Making matters worse is the new emphasis on “electronic” records. Nurses and doctors now make notes in computers, often using checklists and form language, instead of writing or typing notes specifically for the patient. A nurse can thus fill in “normal” for 20 questions by hitting one or two keys—and the records will make it look like the patient was doing fine and the nurse was watching, when in fact the nurse never checked on the patient at all.

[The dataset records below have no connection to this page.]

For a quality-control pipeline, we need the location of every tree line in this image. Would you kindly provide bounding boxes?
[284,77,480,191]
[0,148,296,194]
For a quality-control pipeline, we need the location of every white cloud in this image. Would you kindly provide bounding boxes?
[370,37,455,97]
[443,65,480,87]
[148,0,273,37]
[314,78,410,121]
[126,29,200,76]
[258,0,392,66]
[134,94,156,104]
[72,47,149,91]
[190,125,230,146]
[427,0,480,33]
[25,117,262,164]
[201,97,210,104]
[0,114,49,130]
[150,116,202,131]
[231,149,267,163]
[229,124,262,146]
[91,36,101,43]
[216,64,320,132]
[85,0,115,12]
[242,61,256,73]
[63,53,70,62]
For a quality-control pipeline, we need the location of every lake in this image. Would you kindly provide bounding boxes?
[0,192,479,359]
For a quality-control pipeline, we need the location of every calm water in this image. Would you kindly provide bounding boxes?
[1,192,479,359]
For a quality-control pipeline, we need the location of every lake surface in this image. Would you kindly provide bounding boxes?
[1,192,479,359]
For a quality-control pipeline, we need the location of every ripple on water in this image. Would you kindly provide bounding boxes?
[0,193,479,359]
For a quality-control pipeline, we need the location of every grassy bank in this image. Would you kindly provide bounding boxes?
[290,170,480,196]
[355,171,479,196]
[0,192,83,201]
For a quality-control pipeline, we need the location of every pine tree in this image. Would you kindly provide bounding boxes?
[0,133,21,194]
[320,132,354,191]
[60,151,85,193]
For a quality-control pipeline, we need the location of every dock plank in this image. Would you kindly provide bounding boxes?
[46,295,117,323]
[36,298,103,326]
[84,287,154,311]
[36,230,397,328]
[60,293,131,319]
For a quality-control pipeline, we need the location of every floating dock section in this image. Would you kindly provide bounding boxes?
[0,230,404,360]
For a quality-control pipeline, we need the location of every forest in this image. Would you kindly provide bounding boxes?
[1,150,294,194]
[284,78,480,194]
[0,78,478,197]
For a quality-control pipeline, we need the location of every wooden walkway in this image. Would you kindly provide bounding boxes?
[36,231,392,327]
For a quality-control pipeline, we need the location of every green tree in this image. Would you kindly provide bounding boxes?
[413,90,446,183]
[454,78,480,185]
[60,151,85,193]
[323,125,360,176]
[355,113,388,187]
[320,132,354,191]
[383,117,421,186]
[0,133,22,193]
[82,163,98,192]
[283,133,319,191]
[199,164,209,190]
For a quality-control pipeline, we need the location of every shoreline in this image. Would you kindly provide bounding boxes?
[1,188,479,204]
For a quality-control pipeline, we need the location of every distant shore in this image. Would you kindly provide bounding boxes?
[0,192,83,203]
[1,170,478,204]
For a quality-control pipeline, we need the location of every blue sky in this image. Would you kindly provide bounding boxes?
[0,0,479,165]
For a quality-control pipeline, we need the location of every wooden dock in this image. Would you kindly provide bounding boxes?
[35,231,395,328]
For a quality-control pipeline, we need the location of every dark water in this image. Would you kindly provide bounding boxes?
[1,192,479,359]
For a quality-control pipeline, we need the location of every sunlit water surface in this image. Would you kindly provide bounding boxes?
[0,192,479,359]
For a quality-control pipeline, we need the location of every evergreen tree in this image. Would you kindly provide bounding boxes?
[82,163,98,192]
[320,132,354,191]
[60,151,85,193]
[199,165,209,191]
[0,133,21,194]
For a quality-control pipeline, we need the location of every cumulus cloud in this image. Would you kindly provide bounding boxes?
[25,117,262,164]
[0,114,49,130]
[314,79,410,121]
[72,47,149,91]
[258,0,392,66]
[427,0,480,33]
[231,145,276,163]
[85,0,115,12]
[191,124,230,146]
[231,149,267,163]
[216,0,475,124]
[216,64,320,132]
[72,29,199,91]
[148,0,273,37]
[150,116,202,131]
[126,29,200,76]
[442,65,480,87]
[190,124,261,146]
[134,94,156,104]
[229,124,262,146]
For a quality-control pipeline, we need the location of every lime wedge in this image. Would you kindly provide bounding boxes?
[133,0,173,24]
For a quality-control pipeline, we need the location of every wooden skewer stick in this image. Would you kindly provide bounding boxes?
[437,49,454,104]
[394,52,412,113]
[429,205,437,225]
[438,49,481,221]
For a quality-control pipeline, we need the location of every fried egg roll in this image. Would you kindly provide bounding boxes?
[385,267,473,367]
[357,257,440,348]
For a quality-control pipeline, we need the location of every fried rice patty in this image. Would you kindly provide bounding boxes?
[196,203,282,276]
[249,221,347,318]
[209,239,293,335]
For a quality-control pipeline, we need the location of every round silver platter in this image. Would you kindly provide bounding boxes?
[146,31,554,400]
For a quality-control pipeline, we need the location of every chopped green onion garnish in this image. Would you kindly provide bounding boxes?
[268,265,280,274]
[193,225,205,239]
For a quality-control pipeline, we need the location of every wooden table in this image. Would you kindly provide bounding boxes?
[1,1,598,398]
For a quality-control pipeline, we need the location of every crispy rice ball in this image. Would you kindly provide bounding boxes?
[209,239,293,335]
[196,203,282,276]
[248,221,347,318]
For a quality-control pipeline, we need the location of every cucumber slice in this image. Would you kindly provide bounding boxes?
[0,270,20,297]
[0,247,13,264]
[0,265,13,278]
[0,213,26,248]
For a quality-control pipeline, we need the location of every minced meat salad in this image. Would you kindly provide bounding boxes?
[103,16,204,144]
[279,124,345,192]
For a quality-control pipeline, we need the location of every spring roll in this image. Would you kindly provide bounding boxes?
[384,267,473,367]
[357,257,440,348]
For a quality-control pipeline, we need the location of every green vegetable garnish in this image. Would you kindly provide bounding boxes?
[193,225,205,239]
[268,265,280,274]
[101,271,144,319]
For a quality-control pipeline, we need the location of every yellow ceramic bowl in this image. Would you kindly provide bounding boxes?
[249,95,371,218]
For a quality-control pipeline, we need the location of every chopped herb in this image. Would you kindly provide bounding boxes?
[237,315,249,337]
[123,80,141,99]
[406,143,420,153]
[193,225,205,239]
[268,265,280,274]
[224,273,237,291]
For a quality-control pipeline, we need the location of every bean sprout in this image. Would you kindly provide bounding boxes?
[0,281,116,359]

Many of our clients tell us that they called for help from nurses for hours, and that they had to have family members go to the nurse’s station to insist on help, before anyone would respond—but the records indicate that there was a nurse in the room every 20 minutes. Some hospitals have recognized this problem and have forced nurses to wear “personal trackers” that show where and when the nurses are on their shifts. Most hospitals don’t—partly because they don’t want lawyers to be able to prove that the nurses never checked on their patient at all.
Have The Records Reviewed by a Professional
The bottom line is that medical malpractice cases are very difficult to prove, and finding the evidence to even get started is getting harder all the time. If you think that you or a loved one has been hurt by medical malpractice, you absolutely must have your case reviewed by someone who really knows what they are doing.
I’m not saying that you have to bring your medical malpractice case to my firm. There are other very good medical malpractice attorneys out there. But I am saying that you must choose one of those medical malpractice firms—not a neighbor, not a divorce lawyer or a friend from church—but someone who really knows what they are looking at when they look at medical records, and someone who knows what to do with the evidence when they find it.
One of the best things we do for people who send us records is to give them peace of mind. Suppose you send us records and tell us about your case and after reviewing them we tell you that the doctors did nothing wrong. That's a lot better than not knowing, or thinking that you let yourself or your family down by not even checking. And its a lot better for the doctors who did their best and don't deserve to have you thinking that they messed up.
If there was malpractice, then your suit is an important step in preventing what happened to you from happening to someone else.